Duval c. Habitats District Griffin îlot 10 inc. 2018 QCCS 4703 (http://canlii.ca/t/hvxbw) : jugement confirmé en appel Habitats District Griffin îlot 10 inc. c. Duval 2020 QCCA 1614 (http://canlii.ca/t/jc0h2)

 

Plusieurs décisions ont déjà traité de la question du recours de l’acheteur d’une copropriété divise quant à la différence entre la superficie brute et la superficie nette livrée (Patel c. Condominiums Centraux inc où une différence de 127 pieds carrés donne lieu à une indemnisation de l’acheteur même si le promoteur avait indiqué dans le contrat préliminaire que la superficie indiquée était approximative. Fournier c. Construction Beau Design inc (2004) où une différence de 52 pieds carrés donne lieu à une indemnité aux termes de l’article 1720 du Code civil du Québec (C.c.Q.). Ouellette c. Édifice Saint-Jacques Inc. où une différence de 22 % fut considérée importante surtout du fait que l’appartement était de petite taille. Dans ces affaires, tant l’article 1720 C.c.Q. que les articles de la Loi sur la protection du consommateur traitant de la responsabilité du vendeur pour fausses représentations ou dol furent invoqués pour conclure à un manquement du vendeur à son devoir d’information dû à l’acheteur dans des cas de ventes sur plan.

L’article 1720 C.c.Q. prévoit que :

Le vendeur est tenu de délivrer la contenance ou la quantité indiquée au contrat, que la vente ait été faite à raison de tant la mesure ou pour un prix global, à moins qu’il ne soit évident que le bien individualisé a été vendu sans égard à cette contenance ou à cette quantité.

Il est connu que la différence entre la superficie brute et la superficie nette d’un condominium peut varier (règle générale, de 8 à 12 %) et qu’elle peut même atteindre, dans le cas de certains édifices, un plus haut pourcentage.

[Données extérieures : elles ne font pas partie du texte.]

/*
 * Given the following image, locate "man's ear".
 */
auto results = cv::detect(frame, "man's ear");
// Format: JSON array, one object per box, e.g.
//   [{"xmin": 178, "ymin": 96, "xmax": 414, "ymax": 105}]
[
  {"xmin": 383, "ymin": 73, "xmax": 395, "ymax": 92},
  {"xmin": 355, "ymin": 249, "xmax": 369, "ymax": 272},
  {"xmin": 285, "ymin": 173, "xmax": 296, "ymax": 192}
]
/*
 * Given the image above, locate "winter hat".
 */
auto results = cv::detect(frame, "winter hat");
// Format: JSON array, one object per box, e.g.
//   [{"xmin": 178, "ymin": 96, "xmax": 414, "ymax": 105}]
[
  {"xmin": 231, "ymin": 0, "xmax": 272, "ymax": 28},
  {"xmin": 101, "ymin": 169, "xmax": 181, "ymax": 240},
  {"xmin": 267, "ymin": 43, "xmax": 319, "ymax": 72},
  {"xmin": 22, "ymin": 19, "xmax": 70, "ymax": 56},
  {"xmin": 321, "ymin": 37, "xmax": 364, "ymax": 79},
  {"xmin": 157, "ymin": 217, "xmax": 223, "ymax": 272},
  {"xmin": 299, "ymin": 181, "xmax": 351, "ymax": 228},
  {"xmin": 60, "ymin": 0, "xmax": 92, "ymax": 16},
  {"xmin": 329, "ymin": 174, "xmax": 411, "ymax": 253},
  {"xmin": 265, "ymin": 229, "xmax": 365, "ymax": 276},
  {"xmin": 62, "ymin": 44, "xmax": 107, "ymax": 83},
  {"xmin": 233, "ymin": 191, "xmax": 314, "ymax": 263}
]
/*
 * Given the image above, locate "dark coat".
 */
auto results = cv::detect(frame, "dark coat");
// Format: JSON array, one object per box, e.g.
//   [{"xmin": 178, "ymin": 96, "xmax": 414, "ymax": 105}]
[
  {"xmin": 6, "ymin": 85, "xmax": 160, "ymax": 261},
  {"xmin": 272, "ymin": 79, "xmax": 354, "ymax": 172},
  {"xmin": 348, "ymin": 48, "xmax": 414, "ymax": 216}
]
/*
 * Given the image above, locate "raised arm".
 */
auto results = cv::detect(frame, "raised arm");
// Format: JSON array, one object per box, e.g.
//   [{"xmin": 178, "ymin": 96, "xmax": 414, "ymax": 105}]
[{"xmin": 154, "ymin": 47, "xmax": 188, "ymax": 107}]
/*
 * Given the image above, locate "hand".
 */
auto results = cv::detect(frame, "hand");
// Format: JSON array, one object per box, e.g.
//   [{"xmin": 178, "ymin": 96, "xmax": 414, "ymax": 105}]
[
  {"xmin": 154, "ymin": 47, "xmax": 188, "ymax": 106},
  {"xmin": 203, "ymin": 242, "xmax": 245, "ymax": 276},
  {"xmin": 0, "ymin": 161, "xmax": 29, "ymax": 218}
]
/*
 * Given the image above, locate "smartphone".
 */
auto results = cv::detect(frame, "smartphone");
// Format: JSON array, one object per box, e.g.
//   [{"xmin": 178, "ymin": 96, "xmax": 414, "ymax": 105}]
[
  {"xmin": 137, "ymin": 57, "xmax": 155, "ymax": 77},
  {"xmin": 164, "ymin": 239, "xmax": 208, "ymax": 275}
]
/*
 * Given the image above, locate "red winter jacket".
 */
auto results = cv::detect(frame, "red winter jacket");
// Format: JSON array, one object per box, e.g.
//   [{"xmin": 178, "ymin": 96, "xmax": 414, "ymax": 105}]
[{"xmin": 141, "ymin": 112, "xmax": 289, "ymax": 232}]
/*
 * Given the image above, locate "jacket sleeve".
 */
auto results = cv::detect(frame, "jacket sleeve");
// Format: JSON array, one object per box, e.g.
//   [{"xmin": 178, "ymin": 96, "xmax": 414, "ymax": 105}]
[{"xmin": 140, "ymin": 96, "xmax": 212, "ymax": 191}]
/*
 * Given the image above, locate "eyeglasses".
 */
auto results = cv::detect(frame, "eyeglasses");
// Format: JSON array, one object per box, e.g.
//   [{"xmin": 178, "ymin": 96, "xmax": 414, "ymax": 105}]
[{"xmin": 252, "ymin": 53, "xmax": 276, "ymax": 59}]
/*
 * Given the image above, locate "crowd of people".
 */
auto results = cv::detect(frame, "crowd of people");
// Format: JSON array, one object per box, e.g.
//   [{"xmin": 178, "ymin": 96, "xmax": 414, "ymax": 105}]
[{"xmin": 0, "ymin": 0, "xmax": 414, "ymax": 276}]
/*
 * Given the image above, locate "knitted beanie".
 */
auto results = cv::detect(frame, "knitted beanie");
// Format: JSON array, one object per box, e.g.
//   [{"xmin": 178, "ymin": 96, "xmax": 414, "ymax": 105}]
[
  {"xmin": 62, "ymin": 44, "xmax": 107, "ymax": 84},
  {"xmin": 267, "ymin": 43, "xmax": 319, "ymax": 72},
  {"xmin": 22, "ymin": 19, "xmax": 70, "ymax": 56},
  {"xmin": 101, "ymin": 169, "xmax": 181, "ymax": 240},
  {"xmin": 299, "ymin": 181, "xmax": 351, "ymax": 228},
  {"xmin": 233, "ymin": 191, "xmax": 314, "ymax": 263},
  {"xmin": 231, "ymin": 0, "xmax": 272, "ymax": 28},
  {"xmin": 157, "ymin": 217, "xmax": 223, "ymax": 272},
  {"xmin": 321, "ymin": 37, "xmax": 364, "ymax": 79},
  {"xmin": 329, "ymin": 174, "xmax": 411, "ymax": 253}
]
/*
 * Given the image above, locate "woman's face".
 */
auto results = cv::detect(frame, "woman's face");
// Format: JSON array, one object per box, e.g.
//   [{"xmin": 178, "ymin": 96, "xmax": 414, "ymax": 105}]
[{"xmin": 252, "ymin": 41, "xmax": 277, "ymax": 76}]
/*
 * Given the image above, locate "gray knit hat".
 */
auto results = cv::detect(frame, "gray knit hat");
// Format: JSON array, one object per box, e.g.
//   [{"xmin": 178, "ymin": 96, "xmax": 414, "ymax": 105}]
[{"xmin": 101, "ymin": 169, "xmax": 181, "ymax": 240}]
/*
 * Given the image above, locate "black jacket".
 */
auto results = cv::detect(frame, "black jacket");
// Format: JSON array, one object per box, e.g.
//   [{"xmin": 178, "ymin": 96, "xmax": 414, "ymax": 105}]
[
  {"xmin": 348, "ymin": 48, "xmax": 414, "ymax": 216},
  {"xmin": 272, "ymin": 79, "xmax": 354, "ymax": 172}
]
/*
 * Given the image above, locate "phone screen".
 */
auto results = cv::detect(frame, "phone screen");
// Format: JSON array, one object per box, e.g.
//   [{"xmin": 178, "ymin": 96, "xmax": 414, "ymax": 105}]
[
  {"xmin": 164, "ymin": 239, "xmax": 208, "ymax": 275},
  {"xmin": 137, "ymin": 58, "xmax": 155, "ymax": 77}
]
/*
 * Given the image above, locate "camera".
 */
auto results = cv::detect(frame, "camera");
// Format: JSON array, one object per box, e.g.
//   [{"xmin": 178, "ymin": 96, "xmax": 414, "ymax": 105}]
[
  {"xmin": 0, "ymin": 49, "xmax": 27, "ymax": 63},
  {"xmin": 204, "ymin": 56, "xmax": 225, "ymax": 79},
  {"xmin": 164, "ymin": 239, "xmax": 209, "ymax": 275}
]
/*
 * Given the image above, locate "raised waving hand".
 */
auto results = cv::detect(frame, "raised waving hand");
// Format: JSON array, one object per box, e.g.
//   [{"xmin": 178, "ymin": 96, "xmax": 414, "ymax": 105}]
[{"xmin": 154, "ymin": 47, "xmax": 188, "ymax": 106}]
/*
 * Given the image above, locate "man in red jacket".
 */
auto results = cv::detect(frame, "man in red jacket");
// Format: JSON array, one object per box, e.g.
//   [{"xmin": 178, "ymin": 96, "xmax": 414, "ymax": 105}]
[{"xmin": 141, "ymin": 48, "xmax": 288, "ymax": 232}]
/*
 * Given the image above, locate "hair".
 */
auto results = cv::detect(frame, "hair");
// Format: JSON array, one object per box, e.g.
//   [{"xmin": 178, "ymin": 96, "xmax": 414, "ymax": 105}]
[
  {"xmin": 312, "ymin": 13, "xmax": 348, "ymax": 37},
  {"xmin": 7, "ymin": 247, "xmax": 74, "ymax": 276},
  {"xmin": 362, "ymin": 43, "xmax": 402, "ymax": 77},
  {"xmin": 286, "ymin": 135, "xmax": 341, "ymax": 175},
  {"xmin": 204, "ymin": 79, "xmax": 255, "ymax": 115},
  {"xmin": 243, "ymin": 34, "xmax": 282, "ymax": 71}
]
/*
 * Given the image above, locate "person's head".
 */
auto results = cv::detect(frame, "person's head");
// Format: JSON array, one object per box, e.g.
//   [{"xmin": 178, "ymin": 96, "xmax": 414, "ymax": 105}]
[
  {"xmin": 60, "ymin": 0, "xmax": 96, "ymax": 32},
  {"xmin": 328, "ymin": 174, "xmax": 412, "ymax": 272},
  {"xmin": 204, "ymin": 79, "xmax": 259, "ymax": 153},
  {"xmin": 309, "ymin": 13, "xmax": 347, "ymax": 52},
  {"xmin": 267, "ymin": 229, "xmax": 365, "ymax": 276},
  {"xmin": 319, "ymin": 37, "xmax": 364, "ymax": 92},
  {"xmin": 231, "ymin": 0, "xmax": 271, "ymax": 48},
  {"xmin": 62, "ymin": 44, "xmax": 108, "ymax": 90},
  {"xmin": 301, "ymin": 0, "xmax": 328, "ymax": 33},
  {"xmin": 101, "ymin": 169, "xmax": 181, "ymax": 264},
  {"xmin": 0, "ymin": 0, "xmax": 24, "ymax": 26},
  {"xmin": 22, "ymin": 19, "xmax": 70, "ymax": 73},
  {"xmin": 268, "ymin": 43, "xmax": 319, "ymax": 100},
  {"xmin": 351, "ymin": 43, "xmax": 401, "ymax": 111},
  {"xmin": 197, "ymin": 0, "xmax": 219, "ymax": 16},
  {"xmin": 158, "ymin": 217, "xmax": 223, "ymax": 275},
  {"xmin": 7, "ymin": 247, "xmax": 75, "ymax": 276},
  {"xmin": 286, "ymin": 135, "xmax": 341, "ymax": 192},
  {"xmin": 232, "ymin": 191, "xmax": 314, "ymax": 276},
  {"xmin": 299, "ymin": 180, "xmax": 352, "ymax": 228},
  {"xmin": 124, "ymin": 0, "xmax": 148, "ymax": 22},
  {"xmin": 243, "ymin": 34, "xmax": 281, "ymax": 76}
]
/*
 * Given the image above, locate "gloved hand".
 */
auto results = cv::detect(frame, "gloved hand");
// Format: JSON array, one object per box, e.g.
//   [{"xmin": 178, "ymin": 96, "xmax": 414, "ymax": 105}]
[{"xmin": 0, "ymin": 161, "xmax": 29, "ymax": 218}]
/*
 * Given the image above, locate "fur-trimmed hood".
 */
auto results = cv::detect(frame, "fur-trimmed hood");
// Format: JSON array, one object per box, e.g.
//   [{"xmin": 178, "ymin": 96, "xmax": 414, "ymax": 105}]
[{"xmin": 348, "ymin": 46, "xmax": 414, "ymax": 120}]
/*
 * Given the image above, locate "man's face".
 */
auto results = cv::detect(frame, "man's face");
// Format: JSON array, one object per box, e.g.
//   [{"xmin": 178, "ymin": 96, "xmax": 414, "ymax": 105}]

La superficie brute calculée par un architecte inclut des parties non habitables comme le gros œuvre, les murs porteurs, colonnes etc

L’arpenteur géomètre va plutôt calculer la superficie nette en excluant toutes les parties non habitables. Il est donc recommandé aux promoteurs de remettre un avis écrit le plus clair possible informant tout acheteur que les calculs de superficie et de volume de chaque partie privative résultant de l’arpentage ou du plan de cadastre peuvent prévoir des dimensions différentes, le plus souvent moindres, que celles indiquées au plan d’architecture utilisé dans le cadre du contrat préliminaire de vente. On sait qu’un appartement de coin d’un peut présenter moins de différence car il y a plus de murs extérieurs et donc moins de murs mitoyens.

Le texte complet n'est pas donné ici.